Recently I’ve been busy with some PHP framework – completely off-topic by the way.
Anyhow, I got specific html/template files I would like to parse with C++ (don’t ask me why, it’s just because I want to write it in C++). Besides that, it might actually be the first useful thing I would ever write in C++.
Anyway, to get back to the problem, imagine I have a file like the following:
<table>
<tr>
<th>ID</th>
<th>Title</th>
<th>Actions</th>
</tr>
{foreach from="$pages => $page"}
<tr>
<td>{$page.Id()}</td>
<td>{$page.Title()}</td>
<td><a href="page/edit/{$page.Id()}/">Edit</a> | <a href="page/delete/{$page.Id()}/">Delete</a></td>
</tr>
{foreachelse}
<tr>
<td colspan="3">There are no pages to be displayed</td>
</tr>
{/foreach}
</table>
And the output should be:
<table>
<tr>
<th>ID</th>
<th>Title</th>
<th>Actions</th>
</tr>
<?php if(count($pages) > 0): ?>
<?php foreach($pages as $page): ?>
<tr>
<td><?php echo $page->getId(); ?></td>
<td><?php echo $page->getTitle(); ?></td>
<td><a href="page/edit/<?php echo $page->getId(); ?>/">Edit</a> | <a href="page/delete/<?php echo $page->getId(); ?>/">Delete</a></td>
</tr>
<?php endforeach; ?>
<?php else: ?>
<tr>
<td colspan="3">There are no pages to be displayed</td>
</tr>
<?php endif; ?>
</table>
Why I am doing this might not be exactly clear to you, but it remains a problem, applicable somewhere else in any case.
Anyhow, some forward and backward lookups and modifications in the output files are required. What is the right approach to this problem?

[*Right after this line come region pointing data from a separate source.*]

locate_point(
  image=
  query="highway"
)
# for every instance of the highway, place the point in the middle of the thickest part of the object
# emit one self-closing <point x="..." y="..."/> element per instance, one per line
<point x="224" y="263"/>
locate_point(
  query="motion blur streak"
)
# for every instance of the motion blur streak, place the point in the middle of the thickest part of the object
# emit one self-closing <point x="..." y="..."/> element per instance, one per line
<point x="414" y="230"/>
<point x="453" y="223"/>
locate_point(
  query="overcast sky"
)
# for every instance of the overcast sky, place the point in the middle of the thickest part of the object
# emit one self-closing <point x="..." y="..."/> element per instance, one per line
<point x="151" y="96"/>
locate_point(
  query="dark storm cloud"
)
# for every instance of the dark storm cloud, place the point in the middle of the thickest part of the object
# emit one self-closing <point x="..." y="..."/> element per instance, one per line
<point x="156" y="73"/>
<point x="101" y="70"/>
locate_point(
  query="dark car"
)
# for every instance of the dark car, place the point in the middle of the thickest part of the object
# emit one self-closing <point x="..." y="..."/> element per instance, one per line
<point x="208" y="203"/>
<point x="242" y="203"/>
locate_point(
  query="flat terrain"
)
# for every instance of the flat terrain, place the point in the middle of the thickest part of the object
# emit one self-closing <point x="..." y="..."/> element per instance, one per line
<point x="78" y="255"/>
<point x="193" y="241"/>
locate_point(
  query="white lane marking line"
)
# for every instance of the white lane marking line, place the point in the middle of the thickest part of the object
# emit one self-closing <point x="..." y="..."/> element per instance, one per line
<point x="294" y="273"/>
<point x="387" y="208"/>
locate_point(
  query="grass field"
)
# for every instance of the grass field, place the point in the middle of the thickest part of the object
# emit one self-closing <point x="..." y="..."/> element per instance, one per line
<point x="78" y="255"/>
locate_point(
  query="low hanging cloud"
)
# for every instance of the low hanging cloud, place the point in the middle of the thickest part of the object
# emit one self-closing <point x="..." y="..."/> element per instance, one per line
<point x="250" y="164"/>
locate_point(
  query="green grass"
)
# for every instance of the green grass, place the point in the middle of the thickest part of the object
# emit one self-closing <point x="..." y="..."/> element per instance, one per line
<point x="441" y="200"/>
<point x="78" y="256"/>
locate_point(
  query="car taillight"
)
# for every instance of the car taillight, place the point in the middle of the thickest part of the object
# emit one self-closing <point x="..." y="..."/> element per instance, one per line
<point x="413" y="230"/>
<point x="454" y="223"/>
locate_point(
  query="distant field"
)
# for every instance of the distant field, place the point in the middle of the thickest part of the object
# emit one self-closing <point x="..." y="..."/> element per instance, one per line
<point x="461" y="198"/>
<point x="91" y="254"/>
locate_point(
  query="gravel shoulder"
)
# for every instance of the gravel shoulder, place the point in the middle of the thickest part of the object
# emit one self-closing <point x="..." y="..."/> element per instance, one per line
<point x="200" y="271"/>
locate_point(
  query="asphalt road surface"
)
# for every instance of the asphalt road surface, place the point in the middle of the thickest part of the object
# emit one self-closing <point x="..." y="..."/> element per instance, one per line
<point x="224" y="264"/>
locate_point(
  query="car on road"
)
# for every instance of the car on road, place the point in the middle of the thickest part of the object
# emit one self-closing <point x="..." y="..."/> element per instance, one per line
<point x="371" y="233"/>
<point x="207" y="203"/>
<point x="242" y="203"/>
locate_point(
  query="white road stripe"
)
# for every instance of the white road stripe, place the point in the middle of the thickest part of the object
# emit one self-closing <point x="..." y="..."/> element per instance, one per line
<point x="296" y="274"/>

For these type of problems I tend to be inclined towards REGEX. Using either
boost::regexor the GNU regex classes or any other library. Identifying those markers and converting them is mostly a regex search and replace thing (with parameters for variable names, values, etc.), and you don’t have to write code to actually parse the complete HTML and the special inserts.